Najważniejszą zasadą, o której pisze autorka, jest zasada autentyczności. Tylko naturalnym, autentycznym zachowaniem przekonamy innych do siebie. I oczywiście znów definicja autentyczności będzie różna w zależności od tego, kto ją definiuje. Coś, co dla jednego będzie autentycznością, dla drugiego będzie naiwnością i brakiem życiowego sprytu. Znamy przecież takie osoby, które na autentyczności wiele tracą, bo nie opanowały sztuki dyplomacji, przez co raz za razem niweczą swoje życiowe okazje, kiedy wykładają wszystkie karty na stół w sytuacji, która wymaga jakichś bardziej subtelnych rozegrań. Tak bywa. Ale może tracą tylko pozornie. Może być tak, że okazje, które wymagają takich taktyk, nie są dla takich osób ani dobrymi okazjami, ani szansami. Bo skoro w jakimś miejscu nie mogą być sobą, to nie jest to miejsce dla nich.

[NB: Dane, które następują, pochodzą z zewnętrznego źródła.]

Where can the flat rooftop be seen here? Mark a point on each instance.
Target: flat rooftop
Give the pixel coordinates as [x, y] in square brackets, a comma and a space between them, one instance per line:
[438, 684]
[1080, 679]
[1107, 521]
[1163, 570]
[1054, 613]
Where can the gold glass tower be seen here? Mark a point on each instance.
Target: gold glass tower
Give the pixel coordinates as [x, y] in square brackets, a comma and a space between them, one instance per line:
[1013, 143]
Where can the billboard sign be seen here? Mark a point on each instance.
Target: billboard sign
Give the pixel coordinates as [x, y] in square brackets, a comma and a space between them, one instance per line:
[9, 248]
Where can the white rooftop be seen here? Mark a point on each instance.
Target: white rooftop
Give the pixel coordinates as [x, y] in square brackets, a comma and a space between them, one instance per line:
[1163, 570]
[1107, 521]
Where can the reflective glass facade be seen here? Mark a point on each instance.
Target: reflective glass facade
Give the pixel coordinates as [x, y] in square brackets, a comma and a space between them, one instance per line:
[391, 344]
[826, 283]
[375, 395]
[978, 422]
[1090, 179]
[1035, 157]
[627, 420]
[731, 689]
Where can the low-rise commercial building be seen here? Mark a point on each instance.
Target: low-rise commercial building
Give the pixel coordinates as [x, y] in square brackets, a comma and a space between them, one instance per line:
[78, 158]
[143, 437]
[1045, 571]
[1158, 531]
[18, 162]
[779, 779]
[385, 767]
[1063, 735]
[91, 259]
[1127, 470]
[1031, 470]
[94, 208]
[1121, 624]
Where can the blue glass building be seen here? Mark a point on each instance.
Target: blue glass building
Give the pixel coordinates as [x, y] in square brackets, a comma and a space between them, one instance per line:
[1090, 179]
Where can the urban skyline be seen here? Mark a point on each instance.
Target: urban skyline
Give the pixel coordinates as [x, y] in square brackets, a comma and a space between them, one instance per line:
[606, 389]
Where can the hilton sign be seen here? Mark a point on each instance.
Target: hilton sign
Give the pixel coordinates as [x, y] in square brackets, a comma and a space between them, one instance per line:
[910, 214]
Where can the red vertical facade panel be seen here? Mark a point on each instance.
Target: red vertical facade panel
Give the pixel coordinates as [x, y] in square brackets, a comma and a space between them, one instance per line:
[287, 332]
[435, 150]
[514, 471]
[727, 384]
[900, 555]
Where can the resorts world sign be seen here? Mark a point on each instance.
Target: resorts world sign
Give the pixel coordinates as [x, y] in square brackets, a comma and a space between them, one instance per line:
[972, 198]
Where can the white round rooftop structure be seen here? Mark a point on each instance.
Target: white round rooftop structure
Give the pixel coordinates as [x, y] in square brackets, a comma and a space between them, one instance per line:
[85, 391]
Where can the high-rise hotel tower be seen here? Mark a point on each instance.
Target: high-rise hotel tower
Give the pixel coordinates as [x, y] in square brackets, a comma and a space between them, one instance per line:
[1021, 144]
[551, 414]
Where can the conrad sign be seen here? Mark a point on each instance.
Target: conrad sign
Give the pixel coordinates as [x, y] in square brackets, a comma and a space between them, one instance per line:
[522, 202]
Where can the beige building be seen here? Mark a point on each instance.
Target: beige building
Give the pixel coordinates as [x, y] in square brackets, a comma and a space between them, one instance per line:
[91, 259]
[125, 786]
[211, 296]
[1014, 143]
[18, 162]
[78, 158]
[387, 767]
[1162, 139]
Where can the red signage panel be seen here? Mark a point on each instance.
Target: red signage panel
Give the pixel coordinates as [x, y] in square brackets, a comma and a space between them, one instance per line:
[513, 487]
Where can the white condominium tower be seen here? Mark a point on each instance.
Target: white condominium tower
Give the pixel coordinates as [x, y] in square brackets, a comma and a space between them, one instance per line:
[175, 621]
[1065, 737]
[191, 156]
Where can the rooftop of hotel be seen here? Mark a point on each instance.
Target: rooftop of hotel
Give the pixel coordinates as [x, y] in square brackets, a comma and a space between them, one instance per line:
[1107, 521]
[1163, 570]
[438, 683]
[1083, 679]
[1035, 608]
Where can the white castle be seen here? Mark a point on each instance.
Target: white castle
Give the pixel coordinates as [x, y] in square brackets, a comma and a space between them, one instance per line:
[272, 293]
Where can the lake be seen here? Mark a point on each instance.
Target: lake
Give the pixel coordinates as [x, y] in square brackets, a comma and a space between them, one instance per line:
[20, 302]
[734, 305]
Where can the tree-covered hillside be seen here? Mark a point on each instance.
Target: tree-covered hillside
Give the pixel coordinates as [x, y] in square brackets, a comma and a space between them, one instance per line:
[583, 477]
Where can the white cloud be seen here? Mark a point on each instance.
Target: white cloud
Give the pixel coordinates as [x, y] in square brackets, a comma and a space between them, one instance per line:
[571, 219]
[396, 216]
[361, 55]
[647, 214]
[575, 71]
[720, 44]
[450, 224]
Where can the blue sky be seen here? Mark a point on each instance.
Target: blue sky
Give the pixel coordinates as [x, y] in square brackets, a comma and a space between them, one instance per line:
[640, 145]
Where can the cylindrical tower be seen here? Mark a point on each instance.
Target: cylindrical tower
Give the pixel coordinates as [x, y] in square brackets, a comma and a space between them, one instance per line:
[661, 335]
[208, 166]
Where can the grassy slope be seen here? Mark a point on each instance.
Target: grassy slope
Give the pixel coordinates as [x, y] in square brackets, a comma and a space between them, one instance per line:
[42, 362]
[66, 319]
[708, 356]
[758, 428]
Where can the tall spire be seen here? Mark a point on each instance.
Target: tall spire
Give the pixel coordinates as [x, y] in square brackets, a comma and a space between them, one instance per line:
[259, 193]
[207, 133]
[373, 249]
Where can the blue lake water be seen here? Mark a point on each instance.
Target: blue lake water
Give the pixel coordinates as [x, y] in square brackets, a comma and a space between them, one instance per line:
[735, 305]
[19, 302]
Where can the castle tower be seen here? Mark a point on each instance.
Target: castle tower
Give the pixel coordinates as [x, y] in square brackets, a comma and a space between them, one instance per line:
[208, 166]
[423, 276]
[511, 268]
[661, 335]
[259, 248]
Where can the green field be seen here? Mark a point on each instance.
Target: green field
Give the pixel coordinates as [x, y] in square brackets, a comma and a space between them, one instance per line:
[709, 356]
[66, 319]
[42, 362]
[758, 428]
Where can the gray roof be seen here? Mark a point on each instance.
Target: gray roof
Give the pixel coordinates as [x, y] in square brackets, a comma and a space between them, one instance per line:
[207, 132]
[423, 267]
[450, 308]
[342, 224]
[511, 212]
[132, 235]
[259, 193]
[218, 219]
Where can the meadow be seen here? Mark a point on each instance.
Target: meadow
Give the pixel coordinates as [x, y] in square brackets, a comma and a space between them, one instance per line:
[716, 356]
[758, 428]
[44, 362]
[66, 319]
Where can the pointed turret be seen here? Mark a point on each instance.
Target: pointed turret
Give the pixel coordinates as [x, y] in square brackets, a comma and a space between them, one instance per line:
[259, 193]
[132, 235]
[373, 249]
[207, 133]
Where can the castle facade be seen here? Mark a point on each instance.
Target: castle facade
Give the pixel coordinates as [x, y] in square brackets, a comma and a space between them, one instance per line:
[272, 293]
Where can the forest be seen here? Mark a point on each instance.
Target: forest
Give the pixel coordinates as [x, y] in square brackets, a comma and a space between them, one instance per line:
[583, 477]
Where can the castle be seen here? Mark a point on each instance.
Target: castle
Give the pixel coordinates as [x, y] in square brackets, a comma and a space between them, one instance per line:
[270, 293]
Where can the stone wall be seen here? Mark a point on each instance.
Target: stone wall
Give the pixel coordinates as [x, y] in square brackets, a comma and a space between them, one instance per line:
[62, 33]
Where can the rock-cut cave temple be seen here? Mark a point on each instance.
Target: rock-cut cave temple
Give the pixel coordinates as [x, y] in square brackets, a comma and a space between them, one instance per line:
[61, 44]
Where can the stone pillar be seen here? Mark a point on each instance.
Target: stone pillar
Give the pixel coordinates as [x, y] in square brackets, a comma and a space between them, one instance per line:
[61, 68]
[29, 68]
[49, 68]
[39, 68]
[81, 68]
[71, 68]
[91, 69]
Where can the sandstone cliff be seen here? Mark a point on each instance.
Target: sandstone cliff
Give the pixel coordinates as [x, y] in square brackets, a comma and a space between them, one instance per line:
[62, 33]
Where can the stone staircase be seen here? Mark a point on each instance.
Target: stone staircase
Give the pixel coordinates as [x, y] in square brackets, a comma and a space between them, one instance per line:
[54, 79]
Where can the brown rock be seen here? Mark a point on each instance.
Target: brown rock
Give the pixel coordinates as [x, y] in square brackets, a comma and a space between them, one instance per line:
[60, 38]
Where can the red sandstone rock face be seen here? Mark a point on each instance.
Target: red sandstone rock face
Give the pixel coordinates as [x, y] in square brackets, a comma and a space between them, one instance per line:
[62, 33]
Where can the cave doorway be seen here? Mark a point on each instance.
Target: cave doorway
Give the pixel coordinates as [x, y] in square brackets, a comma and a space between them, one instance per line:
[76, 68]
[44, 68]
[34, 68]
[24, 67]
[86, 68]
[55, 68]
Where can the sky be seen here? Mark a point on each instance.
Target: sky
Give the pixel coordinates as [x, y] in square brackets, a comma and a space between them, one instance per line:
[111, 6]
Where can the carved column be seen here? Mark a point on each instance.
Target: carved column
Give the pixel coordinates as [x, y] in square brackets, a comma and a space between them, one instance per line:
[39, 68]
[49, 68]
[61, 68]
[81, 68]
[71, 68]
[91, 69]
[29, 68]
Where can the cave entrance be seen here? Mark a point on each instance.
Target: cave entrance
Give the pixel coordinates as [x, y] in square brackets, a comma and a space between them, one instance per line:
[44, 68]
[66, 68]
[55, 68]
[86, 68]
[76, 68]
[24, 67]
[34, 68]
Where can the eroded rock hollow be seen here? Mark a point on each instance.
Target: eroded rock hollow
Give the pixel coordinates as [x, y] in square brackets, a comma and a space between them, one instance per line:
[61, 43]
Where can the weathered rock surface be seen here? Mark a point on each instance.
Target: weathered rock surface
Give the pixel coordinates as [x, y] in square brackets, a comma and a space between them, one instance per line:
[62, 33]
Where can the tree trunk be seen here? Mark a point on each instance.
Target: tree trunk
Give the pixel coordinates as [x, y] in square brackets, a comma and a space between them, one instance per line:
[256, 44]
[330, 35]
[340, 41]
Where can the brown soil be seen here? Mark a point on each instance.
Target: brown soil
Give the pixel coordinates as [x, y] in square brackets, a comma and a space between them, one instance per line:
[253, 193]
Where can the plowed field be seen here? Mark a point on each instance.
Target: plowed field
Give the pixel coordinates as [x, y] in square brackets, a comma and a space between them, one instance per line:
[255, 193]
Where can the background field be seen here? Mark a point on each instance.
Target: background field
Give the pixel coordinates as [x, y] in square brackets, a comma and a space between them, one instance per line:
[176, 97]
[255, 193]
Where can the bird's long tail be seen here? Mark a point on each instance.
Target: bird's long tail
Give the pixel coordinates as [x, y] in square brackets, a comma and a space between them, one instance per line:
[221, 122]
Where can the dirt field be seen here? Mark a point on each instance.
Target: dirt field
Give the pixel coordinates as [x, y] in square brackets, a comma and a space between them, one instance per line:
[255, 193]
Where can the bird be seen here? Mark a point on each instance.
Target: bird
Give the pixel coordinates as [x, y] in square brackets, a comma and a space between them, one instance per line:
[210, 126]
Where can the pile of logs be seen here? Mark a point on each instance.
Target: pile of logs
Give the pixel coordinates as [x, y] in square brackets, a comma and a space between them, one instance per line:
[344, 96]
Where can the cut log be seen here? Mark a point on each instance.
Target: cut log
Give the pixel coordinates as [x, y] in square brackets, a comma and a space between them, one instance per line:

Autentyczność jest podłożem wszelkich dobrych relacji międzyludzkich. Udawanie, maski, trzymanie fasonu, dyplomacja, ostrożność pozwalająca tylko na milimetr otworzyć się przed kimś – to wszystko mogą być czynniki hamujące naturalność, otwartość, swobodę i właśnie autentyczność. Tylko jak być autentycznym (i sympatycznym)? Wydaje się, że prawdziwa autentyczność takiego pytania – ani tym bardziej odpowiedzi – nie potrzebuje. Ona po prostu jest. Jest sobą. Nie wymaga analizy, kalkulacji, wysiłku. Jesteśmy, kim jesteśmy, i nie oglądajmy się na to, jak nas inni postrzegają i jak powinniśmy wypaść. Autentyczność daje wolność, swobodę, oddech i chyba przekonanie, że odpowiedzą na nią tylko ci, o których nam w życiu chodzi, których chcemy polubić, z którymi się porozumiemy. Może ta zachęta do autentyczności jako podstawowego warunku, aby inni nas polubili, będzie szczególnie ważna i uwalniająca dla młodych, przed którymi tyle środowiskowych zmian i… lęków.